I headed down to Zion National Park in southern Utah for some camping and hiking with my brother. We did all the cool hikes our parents freaked out about during family trips when we were kids, places like Angel's Landing and the Narrows. I drank in the awesome views from mountaintops and sat in silence for hours beside cool streams.

Four days later I was back in my office, totally stoked to start designing and coding my next project.

This experience came to mind as I read a cool blog post about The Cognitive Benefits of Nature:

Interacting with nature (at least when compared to a hectic urban landscape) dramatically improves cognitive function. In particular, being in natural settings restores our ability to exercise directed attention and working memory, which are crucial mental talents.

The basic idea is that nature, unlike a city, is filled with inherently interesting stimuli (like a sunset, or an unusual bird) that trigger our involuntary attention, but in a modest fashion.

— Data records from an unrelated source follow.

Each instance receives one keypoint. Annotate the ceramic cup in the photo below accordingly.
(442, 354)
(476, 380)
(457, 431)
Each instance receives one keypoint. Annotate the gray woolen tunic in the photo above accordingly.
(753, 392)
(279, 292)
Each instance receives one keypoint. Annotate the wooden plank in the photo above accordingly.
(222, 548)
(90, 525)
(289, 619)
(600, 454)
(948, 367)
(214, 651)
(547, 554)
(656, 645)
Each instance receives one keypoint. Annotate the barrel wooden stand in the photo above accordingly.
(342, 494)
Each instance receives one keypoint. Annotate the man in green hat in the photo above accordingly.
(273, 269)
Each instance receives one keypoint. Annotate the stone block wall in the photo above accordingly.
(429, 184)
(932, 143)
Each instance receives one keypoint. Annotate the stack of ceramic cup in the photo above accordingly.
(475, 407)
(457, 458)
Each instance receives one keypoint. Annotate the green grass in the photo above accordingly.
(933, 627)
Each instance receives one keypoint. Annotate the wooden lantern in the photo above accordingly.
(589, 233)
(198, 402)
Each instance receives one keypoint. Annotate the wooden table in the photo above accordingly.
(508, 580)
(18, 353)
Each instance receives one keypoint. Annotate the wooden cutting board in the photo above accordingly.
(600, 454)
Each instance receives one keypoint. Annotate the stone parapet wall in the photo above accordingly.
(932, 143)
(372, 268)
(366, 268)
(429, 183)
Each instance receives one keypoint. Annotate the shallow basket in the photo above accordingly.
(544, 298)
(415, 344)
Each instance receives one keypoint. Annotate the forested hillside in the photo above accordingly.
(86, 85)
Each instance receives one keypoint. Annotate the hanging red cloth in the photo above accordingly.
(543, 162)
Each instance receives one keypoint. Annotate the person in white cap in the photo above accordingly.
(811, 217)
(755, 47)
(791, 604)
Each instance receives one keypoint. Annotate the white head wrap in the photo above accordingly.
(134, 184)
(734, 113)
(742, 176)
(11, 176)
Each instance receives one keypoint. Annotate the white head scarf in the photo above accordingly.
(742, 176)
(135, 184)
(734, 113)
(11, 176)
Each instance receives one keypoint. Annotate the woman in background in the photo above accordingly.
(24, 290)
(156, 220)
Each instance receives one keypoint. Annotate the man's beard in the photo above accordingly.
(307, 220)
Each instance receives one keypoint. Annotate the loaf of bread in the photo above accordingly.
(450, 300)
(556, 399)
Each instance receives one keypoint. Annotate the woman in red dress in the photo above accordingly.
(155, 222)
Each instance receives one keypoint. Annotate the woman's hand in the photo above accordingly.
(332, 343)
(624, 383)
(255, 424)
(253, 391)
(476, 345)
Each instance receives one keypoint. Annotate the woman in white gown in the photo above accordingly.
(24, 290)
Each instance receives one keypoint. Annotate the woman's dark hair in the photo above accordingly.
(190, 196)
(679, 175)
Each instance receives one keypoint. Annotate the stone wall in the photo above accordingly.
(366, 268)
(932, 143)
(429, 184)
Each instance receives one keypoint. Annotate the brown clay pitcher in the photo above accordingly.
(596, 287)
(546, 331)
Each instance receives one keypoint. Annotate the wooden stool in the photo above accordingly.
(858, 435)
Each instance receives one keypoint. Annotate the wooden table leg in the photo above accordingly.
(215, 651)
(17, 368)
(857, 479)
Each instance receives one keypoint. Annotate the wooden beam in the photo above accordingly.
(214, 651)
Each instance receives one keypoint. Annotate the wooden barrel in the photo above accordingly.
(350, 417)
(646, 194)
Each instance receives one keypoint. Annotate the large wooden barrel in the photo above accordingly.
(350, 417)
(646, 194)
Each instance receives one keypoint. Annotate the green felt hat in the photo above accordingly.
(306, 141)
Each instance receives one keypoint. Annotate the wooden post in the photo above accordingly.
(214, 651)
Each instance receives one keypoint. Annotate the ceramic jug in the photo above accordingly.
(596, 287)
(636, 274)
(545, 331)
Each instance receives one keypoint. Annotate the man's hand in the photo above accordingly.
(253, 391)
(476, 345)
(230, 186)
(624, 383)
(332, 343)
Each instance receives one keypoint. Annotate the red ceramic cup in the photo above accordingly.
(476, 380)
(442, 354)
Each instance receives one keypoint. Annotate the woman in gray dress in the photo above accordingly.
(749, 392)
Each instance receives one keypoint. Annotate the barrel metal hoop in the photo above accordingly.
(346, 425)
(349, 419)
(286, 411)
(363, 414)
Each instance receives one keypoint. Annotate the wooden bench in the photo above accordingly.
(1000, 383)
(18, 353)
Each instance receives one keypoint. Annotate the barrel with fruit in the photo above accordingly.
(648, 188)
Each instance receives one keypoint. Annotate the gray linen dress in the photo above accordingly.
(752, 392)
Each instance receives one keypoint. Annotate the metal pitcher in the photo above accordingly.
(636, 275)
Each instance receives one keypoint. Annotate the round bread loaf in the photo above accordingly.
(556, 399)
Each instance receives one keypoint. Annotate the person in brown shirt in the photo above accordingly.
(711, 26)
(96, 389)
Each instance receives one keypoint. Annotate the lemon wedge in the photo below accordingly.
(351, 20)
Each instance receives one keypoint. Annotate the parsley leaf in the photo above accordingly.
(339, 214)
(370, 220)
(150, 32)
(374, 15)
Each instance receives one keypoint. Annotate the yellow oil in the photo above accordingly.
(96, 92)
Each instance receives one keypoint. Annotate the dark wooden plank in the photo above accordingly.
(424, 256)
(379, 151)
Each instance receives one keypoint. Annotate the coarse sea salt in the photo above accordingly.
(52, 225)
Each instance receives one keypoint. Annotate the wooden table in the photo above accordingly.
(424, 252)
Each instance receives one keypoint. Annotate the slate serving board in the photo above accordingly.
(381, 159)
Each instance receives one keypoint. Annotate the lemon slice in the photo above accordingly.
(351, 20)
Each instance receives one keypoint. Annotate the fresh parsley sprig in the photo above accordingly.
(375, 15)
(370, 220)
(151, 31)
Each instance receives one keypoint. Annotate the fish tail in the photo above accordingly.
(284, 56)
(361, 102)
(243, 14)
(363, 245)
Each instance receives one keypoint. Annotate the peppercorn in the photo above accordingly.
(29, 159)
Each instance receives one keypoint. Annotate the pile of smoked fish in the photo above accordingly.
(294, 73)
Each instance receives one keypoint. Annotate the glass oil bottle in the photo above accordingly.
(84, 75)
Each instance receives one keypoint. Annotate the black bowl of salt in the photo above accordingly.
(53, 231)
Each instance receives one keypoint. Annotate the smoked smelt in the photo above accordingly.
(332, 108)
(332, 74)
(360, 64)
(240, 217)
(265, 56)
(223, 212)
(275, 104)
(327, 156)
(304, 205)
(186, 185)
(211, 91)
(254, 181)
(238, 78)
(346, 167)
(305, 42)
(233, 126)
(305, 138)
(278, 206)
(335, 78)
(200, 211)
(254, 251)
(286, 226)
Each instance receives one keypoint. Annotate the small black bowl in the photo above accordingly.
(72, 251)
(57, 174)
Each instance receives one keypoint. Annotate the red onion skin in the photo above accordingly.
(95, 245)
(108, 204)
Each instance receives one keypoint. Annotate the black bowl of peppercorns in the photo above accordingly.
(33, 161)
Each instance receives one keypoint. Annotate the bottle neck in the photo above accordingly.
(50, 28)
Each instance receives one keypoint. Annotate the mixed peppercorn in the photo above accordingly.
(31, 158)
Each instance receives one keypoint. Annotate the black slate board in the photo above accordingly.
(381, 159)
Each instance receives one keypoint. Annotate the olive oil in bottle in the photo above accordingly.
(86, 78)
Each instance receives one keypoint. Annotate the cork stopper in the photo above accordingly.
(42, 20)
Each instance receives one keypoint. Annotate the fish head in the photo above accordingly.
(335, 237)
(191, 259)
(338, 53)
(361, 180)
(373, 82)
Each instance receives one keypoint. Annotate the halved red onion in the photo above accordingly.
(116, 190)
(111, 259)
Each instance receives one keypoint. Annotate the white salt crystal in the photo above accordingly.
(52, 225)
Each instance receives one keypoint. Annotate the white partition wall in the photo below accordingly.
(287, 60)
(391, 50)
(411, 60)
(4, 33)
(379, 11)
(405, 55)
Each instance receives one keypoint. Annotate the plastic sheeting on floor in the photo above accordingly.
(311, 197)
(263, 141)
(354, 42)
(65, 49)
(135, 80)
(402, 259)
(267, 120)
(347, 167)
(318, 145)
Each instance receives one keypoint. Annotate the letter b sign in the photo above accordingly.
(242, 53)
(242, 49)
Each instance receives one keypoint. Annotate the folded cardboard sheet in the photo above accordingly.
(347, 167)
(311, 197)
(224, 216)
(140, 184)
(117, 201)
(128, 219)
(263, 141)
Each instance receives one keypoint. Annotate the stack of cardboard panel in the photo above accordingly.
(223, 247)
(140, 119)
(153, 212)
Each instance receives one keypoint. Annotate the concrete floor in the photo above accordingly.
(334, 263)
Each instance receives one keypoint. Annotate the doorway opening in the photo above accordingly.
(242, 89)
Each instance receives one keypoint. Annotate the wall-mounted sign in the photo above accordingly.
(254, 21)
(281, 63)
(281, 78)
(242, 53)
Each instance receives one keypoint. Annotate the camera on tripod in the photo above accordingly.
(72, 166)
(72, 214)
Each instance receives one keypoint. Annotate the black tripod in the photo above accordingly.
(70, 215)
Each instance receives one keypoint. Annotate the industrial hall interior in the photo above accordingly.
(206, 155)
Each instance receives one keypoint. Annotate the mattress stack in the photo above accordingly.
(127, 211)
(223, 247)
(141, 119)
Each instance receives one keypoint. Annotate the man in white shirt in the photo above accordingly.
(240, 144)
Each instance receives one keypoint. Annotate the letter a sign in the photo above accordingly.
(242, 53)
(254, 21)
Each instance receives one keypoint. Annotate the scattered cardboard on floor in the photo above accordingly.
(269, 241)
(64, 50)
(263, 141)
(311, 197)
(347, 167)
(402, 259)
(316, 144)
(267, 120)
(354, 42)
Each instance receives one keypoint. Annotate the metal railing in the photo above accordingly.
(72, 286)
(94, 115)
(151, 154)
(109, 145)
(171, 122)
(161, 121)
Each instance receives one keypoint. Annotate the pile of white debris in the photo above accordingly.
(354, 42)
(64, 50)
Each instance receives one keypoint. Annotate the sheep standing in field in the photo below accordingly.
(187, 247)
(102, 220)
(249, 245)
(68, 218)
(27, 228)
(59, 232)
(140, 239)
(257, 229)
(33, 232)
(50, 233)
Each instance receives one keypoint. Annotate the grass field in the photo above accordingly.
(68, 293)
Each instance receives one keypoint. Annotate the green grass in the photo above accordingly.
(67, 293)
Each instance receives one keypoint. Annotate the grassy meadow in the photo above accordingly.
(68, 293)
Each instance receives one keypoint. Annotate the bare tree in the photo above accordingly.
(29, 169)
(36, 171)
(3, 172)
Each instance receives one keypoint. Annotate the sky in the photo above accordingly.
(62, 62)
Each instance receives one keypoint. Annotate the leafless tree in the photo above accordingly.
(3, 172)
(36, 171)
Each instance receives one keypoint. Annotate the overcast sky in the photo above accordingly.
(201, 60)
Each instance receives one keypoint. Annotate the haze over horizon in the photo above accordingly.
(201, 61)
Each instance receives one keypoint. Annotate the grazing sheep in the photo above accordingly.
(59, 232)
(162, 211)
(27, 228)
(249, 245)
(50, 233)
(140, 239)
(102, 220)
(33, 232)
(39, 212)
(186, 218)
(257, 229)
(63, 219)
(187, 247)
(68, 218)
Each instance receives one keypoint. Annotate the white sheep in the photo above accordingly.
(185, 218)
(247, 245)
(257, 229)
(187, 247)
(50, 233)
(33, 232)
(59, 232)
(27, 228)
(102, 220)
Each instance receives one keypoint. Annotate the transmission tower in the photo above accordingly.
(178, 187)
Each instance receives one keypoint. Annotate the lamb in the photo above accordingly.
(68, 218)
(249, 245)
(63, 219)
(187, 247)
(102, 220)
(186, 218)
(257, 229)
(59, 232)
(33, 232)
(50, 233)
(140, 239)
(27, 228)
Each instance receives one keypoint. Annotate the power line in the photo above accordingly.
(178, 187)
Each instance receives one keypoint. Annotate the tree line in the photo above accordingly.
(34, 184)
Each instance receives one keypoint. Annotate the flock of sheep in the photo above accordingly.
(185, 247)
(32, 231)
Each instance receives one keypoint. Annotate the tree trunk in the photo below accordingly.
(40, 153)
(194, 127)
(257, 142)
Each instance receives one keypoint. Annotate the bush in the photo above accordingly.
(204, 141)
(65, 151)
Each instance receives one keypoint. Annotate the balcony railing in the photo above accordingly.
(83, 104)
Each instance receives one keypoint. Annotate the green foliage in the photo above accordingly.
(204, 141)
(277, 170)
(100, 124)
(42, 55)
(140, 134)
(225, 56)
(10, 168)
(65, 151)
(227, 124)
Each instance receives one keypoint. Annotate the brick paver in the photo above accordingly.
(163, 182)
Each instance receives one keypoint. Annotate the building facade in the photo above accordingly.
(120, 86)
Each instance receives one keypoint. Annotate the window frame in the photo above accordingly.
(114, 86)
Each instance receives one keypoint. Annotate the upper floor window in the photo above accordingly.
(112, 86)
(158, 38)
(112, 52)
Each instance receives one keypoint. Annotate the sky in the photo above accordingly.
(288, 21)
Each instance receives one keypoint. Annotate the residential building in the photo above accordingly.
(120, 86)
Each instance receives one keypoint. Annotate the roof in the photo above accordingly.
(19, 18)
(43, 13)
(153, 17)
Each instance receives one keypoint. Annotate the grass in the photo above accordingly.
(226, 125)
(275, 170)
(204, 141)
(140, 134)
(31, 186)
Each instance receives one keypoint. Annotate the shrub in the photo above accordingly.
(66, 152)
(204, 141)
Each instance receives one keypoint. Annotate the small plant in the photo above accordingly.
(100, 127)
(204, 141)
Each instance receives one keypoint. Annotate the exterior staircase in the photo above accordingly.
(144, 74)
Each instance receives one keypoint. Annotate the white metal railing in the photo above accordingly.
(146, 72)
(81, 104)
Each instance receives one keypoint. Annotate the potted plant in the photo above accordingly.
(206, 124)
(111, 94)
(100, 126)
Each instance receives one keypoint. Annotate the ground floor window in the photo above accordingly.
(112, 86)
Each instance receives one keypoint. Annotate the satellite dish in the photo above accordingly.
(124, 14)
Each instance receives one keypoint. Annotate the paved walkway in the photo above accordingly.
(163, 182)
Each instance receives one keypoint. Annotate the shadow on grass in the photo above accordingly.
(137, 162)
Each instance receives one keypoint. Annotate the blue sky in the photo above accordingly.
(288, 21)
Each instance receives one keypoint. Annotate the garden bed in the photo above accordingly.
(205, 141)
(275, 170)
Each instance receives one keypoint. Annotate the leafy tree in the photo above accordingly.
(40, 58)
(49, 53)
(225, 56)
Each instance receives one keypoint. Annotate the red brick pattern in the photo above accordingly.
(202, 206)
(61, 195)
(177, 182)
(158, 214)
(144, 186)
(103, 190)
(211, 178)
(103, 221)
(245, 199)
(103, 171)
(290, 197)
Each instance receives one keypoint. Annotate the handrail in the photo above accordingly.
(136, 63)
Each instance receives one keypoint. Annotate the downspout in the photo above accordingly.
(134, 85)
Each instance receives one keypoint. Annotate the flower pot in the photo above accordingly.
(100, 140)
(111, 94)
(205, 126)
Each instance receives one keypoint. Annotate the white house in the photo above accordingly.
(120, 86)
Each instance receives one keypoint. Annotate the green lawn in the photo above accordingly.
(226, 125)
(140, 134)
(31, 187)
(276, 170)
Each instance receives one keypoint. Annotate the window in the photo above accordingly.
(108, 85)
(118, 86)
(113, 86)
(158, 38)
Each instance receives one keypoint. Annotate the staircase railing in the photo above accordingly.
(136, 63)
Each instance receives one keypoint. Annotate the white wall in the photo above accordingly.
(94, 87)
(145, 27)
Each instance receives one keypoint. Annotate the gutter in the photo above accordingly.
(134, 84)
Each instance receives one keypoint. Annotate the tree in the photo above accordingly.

Because you can't help but stop and notice the reddish orange twilight sky - paying attention to the sunset doesn't take any extra work or cognitive control - our attentional circuits are able to refresh themselves. A walk in the woods is like a vacation for the prefrontal cortex.
Time spent in the wilderness is essential for the soul. I always return with renewed life and ambition. It's not as if anyone needs a scientific study to prove this, but it helps to be reminded.

When I'm feeling stuck on a tricky problem, my unnatural tendency is to work harder than ever. This is broken on so many levels. A half-hour walk in the woods is more effective than shoving my nose closer to the grindstone. A walk in nature not only renews my energy, it usually helps me think of a clever new approach, something way better than the old one that wasn't working.